When I learned that Game of Thrones actress Maisie Williams (Arya Stark of Winterfell) had read one of my books to prepare for her first TEDx Talk, I was intrigued to see what she had to say and how she'd say it.

About a minute in, I heard my name: "Upon finding out the news that I would be giving a TEDx Talk, I did what I think most people do and watched about 50 TED talks back-to-back and read Talk like TED by Carmine Gallo for some inspiration," Williams said.

Since Arya Stark is one of the most blood-thirsty characters on television, I'm glad I'm on her good side. 
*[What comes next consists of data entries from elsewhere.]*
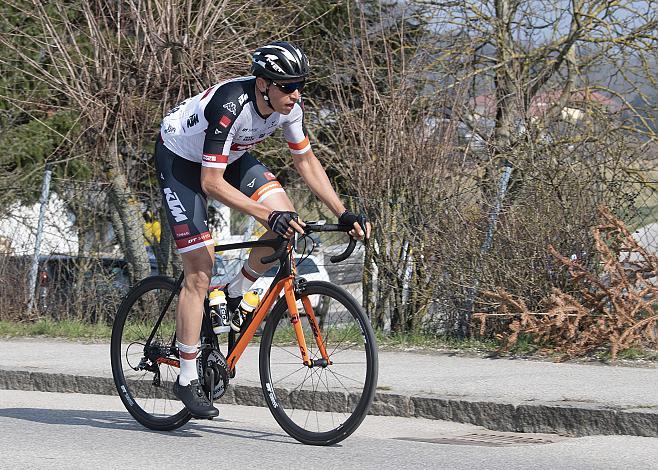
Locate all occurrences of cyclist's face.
[268,80,302,114]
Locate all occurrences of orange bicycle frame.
[226,248,331,370]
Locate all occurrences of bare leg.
[249,193,295,273]
[176,246,215,345]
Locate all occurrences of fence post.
[27,164,52,317]
[457,161,512,338]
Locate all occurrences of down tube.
[226,279,287,370]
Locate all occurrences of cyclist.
[155,42,370,418]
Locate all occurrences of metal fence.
[0,169,658,333]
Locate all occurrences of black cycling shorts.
[155,139,284,253]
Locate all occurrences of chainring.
[197,348,229,400]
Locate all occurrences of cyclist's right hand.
[267,211,305,238]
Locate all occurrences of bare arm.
[201,167,272,227]
[293,150,345,217]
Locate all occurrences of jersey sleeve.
[281,100,311,155]
[201,86,242,168]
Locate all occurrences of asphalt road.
[0,390,658,470]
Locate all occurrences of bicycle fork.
[283,278,331,367]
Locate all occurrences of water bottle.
[231,291,260,333]
[208,289,231,335]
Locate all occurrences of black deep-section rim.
[260,281,378,445]
[110,276,191,431]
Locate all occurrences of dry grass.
[477,207,658,361]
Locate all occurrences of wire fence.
[0,169,658,333]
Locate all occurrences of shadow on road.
[0,408,299,444]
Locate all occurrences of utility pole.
[27,164,52,317]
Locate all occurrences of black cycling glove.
[267,211,299,237]
[338,210,367,233]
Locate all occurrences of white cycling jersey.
[160,77,311,168]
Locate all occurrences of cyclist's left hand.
[338,210,371,240]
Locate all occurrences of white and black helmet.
[251,41,309,80]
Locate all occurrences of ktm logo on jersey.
[223,101,237,116]
[219,116,232,128]
[187,114,199,127]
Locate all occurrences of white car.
[250,255,329,309]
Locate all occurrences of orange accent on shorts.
[251,181,282,201]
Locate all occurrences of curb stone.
[0,368,658,437]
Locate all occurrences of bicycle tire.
[110,276,192,431]
[259,281,378,446]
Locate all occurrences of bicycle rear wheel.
[260,281,378,445]
[110,276,191,431]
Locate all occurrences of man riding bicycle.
[155,42,370,418]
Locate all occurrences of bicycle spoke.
[261,281,376,443]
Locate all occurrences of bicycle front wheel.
[260,281,378,445]
[110,276,191,431]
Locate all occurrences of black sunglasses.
[271,80,306,95]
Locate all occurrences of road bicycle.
[110,221,378,445]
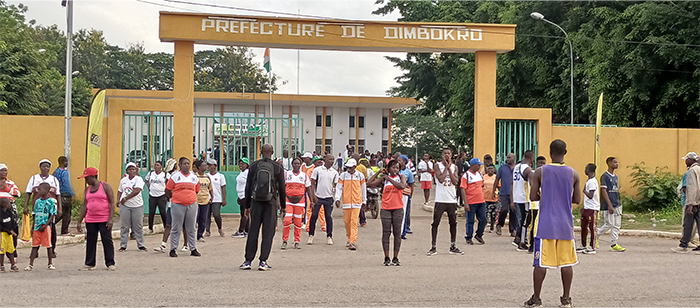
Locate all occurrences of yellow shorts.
[533,238,578,268]
[0,232,15,254]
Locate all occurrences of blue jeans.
[465,203,486,240]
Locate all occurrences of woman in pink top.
[77,168,117,271]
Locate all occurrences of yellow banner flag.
[85,90,105,169]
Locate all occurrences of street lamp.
[530,12,574,124]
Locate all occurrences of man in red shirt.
[460,157,486,245]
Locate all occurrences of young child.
[0,198,19,273]
[24,183,56,271]
[577,164,600,254]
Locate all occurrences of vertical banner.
[85,90,105,169]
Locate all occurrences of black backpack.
[253,159,276,202]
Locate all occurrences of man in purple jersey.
[525,139,581,308]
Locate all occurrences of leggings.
[148,195,168,231]
[432,202,457,247]
[380,209,403,251]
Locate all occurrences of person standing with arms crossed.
[428,148,464,256]
[239,144,287,271]
[524,139,581,308]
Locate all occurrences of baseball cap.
[78,167,97,179]
[681,152,698,160]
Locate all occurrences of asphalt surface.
[0,197,700,307]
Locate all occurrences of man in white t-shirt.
[418,153,433,205]
[206,159,226,236]
[428,148,464,256]
[117,163,148,252]
[576,164,600,254]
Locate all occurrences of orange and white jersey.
[335,170,367,209]
[284,171,311,197]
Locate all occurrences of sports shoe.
[258,261,272,271]
[559,296,571,308]
[428,247,437,256]
[450,246,464,255]
[523,295,544,308]
[610,244,627,252]
[671,246,690,253]
[238,261,250,270]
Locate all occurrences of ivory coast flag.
[85,90,105,169]
[263,48,272,73]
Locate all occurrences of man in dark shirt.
[240,144,287,271]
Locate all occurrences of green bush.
[622,162,682,212]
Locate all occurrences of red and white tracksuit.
[282,171,311,243]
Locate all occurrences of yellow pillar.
[173,41,194,159]
[474,51,497,157]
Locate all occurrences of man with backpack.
[240,144,286,271]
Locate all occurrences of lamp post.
[530,12,574,124]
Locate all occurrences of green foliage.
[623,162,682,211]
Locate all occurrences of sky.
[7,0,405,96]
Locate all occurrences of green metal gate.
[494,120,537,165]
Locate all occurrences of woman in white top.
[145,161,170,233]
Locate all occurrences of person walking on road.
[524,139,581,308]
[494,153,517,236]
[306,154,338,245]
[239,144,287,271]
[117,163,148,252]
[76,167,117,271]
[52,156,75,235]
[335,159,367,250]
[428,148,464,256]
[165,157,201,258]
[461,157,486,245]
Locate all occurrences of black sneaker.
[450,246,464,255]
[523,295,544,308]
[428,247,437,256]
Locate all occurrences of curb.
[422,204,683,240]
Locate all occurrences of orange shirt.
[165,171,199,205]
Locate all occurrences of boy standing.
[596,157,625,252]
[577,164,600,254]
[0,198,19,273]
[24,183,56,271]
[525,139,581,308]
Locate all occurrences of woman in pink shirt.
[77,168,117,271]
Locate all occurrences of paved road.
[6,202,700,308]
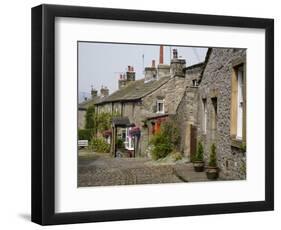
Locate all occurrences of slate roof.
[112,117,131,127]
[96,76,170,104]
[78,97,101,110]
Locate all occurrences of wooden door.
[190,125,197,160]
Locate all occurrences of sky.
[78,42,207,101]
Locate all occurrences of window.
[230,65,246,141]
[202,98,207,134]
[156,100,165,113]
[211,97,218,140]
[236,66,243,139]
[124,128,134,150]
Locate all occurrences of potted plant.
[206,144,219,180]
[193,141,204,172]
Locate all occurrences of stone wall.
[175,65,202,160]
[198,48,246,179]
[95,76,185,156]
[78,110,86,129]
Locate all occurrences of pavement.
[78,151,208,187]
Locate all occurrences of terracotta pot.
[193,161,204,172]
[206,166,219,180]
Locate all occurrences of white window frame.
[156,99,165,114]
[236,66,244,140]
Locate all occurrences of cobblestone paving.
[78,153,207,187]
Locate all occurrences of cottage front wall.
[198,48,246,179]
[78,110,86,129]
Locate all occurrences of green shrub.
[208,144,217,167]
[150,120,180,160]
[90,138,110,153]
[78,129,92,141]
[151,132,173,160]
[194,141,204,161]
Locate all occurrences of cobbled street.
[78,151,207,187]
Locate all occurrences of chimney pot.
[173,49,178,59]
[159,45,164,64]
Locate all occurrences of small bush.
[151,132,173,160]
[208,144,217,167]
[194,141,204,161]
[90,138,110,153]
[78,129,92,141]
[150,120,180,160]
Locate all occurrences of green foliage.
[194,141,204,161]
[161,120,180,148]
[151,132,173,160]
[85,105,96,129]
[90,138,110,153]
[78,129,92,141]
[208,144,217,167]
[85,105,120,137]
[150,118,180,160]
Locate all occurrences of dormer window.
[156,100,165,113]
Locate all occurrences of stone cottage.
[176,48,246,179]
[95,46,201,156]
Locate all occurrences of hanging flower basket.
[129,127,141,137]
[102,129,112,138]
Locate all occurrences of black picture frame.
[31,5,274,225]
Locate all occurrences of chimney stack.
[100,86,109,97]
[170,49,186,77]
[173,49,178,59]
[91,86,98,98]
[144,60,157,83]
[118,65,136,89]
[151,60,155,68]
[159,45,164,64]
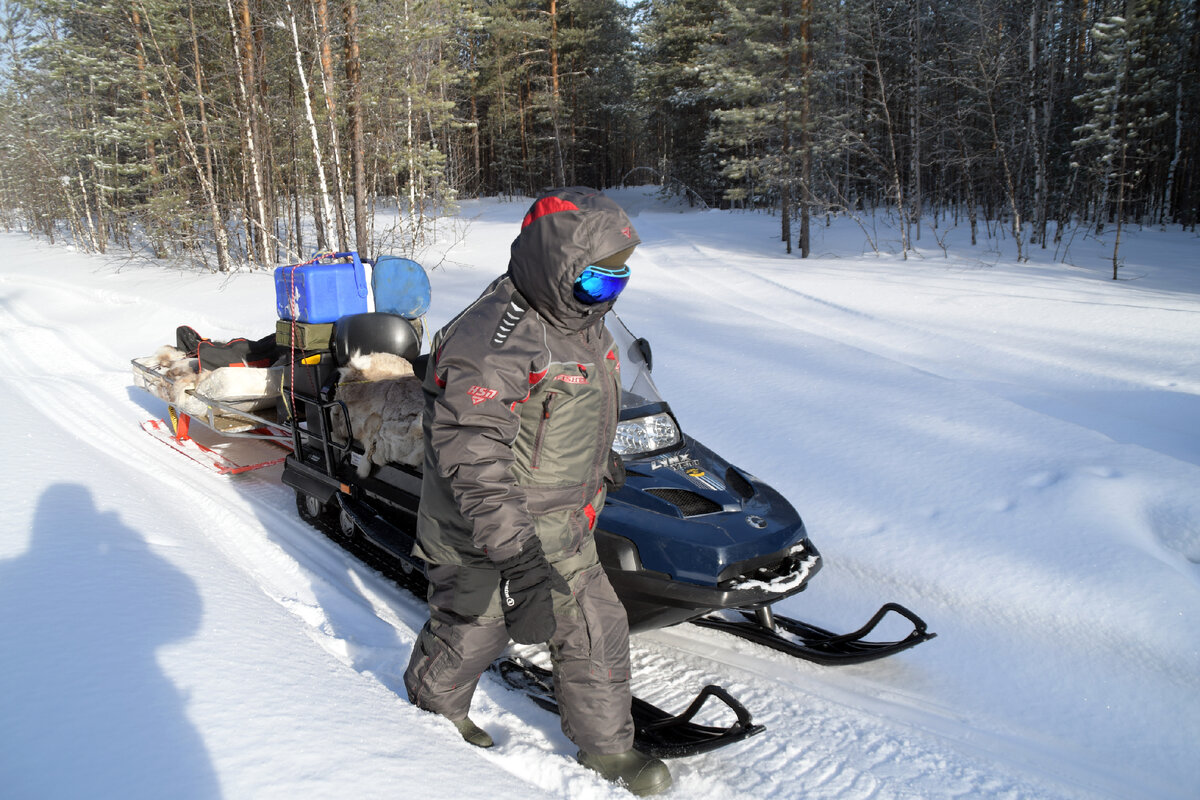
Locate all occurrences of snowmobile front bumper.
[595,530,821,633]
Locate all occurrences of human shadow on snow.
[0,483,221,800]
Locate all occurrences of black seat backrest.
[334,311,421,366]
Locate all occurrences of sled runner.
[488,656,764,758]
[131,356,292,475]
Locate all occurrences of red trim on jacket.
[521,197,580,230]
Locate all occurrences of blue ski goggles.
[574,265,630,306]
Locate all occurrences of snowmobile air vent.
[646,489,724,517]
[725,467,754,500]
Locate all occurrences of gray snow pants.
[404,542,634,754]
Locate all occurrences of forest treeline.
[0,0,1200,277]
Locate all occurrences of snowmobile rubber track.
[488,656,766,758]
[691,603,937,667]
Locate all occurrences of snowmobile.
[133,253,936,757]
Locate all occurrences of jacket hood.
[509,186,642,331]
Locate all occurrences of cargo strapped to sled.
[488,656,764,758]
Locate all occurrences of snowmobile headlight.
[612,413,679,456]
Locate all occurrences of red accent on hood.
[521,197,580,230]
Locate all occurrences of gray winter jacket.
[418,187,640,567]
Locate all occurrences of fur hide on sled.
[334,353,425,477]
[152,345,282,417]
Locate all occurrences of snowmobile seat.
[334,312,421,367]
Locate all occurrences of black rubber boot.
[451,717,496,747]
[575,750,671,798]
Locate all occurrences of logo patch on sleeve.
[467,386,499,405]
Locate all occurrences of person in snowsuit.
[404,187,671,794]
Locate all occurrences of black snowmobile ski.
[488,656,766,758]
[691,603,937,666]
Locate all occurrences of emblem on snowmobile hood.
[509,186,642,331]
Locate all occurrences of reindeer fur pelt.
[335,353,425,477]
[154,345,281,416]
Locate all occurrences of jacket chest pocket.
[529,392,558,469]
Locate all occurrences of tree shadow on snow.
[0,483,221,800]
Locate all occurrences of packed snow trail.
[0,206,1196,799]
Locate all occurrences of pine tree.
[1074,0,1168,281]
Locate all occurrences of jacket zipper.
[529,392,558,469]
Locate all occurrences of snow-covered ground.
[0,191,1200,800]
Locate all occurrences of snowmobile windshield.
[605,312,683,457]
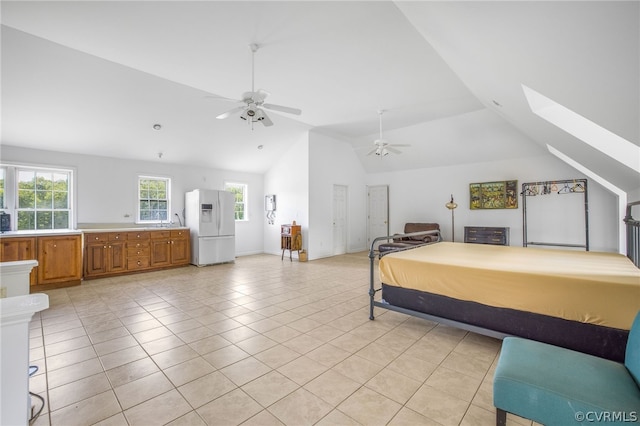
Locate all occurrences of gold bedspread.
[379,242,640,330]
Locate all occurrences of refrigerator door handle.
[216,200,222,234]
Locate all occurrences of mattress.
[379,242,640,330]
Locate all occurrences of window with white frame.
[224,182,249,220]
[0,165,73,231]
[137,176,171,224]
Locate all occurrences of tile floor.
[30,253,531,426]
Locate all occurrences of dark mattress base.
[376,284,629,362]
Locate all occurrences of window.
[0,165,73,231]
[224,182,249,220]
[0,167,6,210]
[138,176,171,223]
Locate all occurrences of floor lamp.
[445,194,458,242]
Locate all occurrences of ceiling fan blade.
[204,95,244,102]
[216,105,247,120]
[258,110,273,127]
[385,146,402,154]
[256,89,271,101]
[262,104,302,115]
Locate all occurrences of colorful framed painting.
[469,180,518,210]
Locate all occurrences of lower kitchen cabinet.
[84,232,127,277]
[0,233,82,292]
[171,229,191,265]
[38,235,82,285]
[84,229,190,279]
[0,237,38,285]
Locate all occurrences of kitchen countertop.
[80,226,189,233]
[0,225,189,238]
[0,229,82,237]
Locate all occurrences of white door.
[333,185,347,255]
[367,185,389,248]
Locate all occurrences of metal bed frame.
[369,230,510,339]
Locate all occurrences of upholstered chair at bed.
[493,313,640,426]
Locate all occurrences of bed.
[369,241,640,361]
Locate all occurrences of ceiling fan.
[367,109,411,157]
[216,43,302,126]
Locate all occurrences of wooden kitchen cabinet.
[0,237,38,285]
[37,235,82,285]
[84,229,190,279]
[151,230,171,267]
[84,232,127,277]
[171,229,191,265]
[127,231,151,272]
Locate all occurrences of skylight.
[522,84,640,173]
[547,144,627,253]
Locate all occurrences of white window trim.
[0,162,78,231]
[135,173,172,225]
[224,180,249,222]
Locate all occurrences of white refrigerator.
[184,189,236,266]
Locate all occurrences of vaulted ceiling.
[0,1,640,188]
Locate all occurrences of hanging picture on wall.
[469,180,518,210]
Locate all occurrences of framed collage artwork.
[469,180,518,210]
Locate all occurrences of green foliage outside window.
[225,183,247,220]
[16,169,71,230]
[138,177,169,222]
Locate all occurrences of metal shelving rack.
[520,179,589,251]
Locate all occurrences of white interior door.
[333,185,347,255]
[367,185,389,248]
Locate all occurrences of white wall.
[308,131,366,259]
[262,133,309,256]
[2,145,264,256]
[367,155,620,252]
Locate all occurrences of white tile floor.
[30,253,531,426]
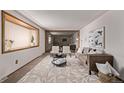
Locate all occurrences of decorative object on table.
[31,35,35,46]
[70,44,76,53]
[88,27,105,48]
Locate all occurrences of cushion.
[77,48,83,53]
[96,63,111,74]
[106,62,120,77]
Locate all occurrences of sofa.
[76,47,113,75]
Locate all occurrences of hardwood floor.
[2,53,48,83]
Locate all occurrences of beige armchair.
[50,46,59,55]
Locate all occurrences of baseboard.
[0,77,8,83]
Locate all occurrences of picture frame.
[2,11,40,54]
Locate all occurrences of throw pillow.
[96,63,111,74]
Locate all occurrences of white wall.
[0,11,45,79]
[80,10,124,79]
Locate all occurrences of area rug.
[18,55,100,83]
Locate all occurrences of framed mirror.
[2,11,39,53]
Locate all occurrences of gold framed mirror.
[2,11,39,53]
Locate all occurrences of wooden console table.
[87,54,113,75]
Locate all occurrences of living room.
[0,10,124,83]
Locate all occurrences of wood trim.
[78,31,80,48]
[46,30,79,32]
[1,11,40,54]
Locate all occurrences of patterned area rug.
[18,55,100,83]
Now that HBO's Games of Thrones is entering its eighth and final season, Williams is turning her attention to entrepreneurship (she recently co-founded a mobile social network for artists and creatives called Daisie). Early in her speech, the 22-year-old admitted to an insecurity many entrepreneurs share: She felt like "a totally inadequate" public speaker.

"What could I possibly say that would have any impact?" she asked.

As it turns out, Williams has a lot to say and she says it with impact:

Her TEDx talk offers a valuable communication lesson for any entrepreneur who has an idea to share.

Start a Presentation with a Story

As an actress, Williams has developed a keen sense of good storytelling. A great speech or presentation is like a great movie: The first scene should draw you into the narrative.

In this case, Williams is setting up a discussion of her startup. If she starts by talking about her product, she'll lose the audience almost instantly. People don't care about a product as much as they care about the story behind the product. Maisie begins with a story.

I'm the youngest of four siblings. My parents divorced when I was four months old. I really was the icing on the cake of a terrible marriage.

When Williams says she grew up in a three-bedroom council house (a form of public housing in Britain) outside of Bristol, the audience is drawn into her story. It's easy to forget she's a famous actress as she expresses an emotion that many people have had at one time or another: the feeling that we're destined for something greater than the confines of our environment.

She continued:

I went to a very ordinary school. I got very ordinary grades. I wasn't quite good enough to get a gold star, and I also wasn't quite bad enough to be kept after school. Everything about me was pretty damn ordinary, except for how I felt on the inside. I had big dreams.

Like any good story, hers has peaks and valleys--moments of joy mixed with unexpected roadblocks to overcome. Williams wanted to become a professional dancer. At the age of 10, she was accepted into a performance arts school away from home. The bad news: Her family couldn't afford it.

The next year, she got in again--and this time, she qualified for some government assistance. The bad news: It still wasn't enough.

The next act takes an unexpected twist. She enters a talent competition, fully expecting to dance her way to stardom. During an improv acting class to prepare for the talent show, Williams impresses the instructor.

You can guess what happens next. She lands the part of Arya Stark in what would become the most Emmy-nominated show in television history.

Stories Explain the Why

A good entrepreneurship story has a purpose. It explains the why behind a product or idea. Often, products that are born of necessity, hardship or struggle make for good stories.

The key is to link your story to the reason the product exists. Roughly 30 percent of Williams's talk is actually about her startup, Daisie--and here's how Williams connects it to her story.

"The series of events that had got me to that point were based mainly on luck and timing and were unable to be recreated," Williams explained. The entertainment industry is built on gatekeepers who hold all the power, she said. Enter Daisie, a social network for artists to collaborate with each other and to "give the power back to the creator."

Although Williams hasn't set foot in a classroom in years, she's made it her mission to continue learning. Sharpening her skill as a public-speaker is part of that journey.

Ideas that catch on are wrapped in story. We all have the capacity to move people, to inspire them and to capture their imagination. The secret is to find your authentic connection to the topic and shape it into a story that moves people to action.